Deuxième pilier de notre devise républicaine : l'égalité, grâce à la protection sociale et au rôle particulier d'amortisseur des chocs sociaux que la collectivité publique joue en France, ainsi qu'au rôle de l'ascenseur social.

Enfin, la fraternité organise l'ouverture aux autres et irrigue le pays de l'intérieur et de l'extérieur. Concrètement, elle s'appuie sur les services publics, l'immigration et l'Europe.

Cette construction du modèle français n'est pas une tâche facile, je vous l'accorde. Il est compliqué de faire en sorte que tout s'emboîte, mais cette complexité a donné des résultats. Surtout, elle a pu fonctionner parce qu'elle a été portée par les responsables politiques ainsi que tous les corps intermédiaires que, pendant presque deux ans, vous avez ignorés.

En l'espace de quelques années, la France a tourné le dos à son fameux modèle. Dans son inconscient collectif, elle a tranquillement intégré l'antienne selon laquelle la modernité s'incarnerait dans l'absence d'État. Or aujourd'hui, l'État lui-même organise sa propre absence. C'est inacceptable et c'est ce qu'il faut corriger en premier lieu, monsieur le Premier ministre. L'État doit redevenir acteur de l'avenir de notre pays. Il n'a pas vocation à préempter ce que font les acteurs économiques privés, mais il ne peut à ce point se mettre en retrait de notre futur.

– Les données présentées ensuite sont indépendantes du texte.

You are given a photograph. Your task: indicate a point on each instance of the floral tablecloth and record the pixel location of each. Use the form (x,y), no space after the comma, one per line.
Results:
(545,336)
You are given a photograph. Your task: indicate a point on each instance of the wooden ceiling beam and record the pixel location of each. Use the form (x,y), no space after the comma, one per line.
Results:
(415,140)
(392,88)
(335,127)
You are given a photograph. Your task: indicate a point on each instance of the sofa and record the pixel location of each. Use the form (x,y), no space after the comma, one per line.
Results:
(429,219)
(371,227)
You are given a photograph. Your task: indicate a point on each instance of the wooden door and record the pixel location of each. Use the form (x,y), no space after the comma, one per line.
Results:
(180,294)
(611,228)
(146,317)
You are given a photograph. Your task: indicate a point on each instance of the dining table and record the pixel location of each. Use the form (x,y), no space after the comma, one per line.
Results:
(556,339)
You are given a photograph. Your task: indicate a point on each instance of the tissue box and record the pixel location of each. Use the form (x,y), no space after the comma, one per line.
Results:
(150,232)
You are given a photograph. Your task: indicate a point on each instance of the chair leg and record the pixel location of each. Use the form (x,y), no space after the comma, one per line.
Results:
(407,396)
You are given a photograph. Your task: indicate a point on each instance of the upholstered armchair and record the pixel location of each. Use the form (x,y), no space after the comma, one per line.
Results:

Vous parlez à raison de transition énergétique mais la seule réponse que vous avez apportée est celle de la hausse des taxes. L'expression « transition énergétique » comporte le mot « transition » : une transition se construit et s'accompagne. Sinon c'est un échec. Nous avons ainsi proposé de doubler l'effort de rénovation des logements qualifiés de passoires thermiques, pour arriver à 300 000 logements rénovés par an, dès 2019. Nous avons proposé un plan pour maintenir les petites lignes de train. Sur tous ces sujets, vous nous avez opposé une fin de non-recevoir. Changer nos modes de consommation supposerait que vous lanciez un grand plan de fret. Là aussi, nouvelle fin de non-recevoir. Tout ceci se construit mais face à ces enjeux, vous et votre majorité restez passifs.

Vous vous découvrez l'envie d'aménager le territoire. Vous avez raison mais la ligne à grande vitesse annoncée entre Bordeaux et Toulouse est en stand-by tandis que vous faites voter à votre majorité la vente d'ADP. Monsieur le Premier ministre, la privatisation d'ADP, c'est l'acte de trop. C'est pourquoi nous avons lancé aujourd'hui, pour la première fois dans l'histoire de notre République, avec 218 parlementaires issus de onze groupes politiques à l'Assemblée et au Sénat, un référendum d'initiative partagée, afin de permettre aux Français de se prononcer sur la privatisation d'ADP.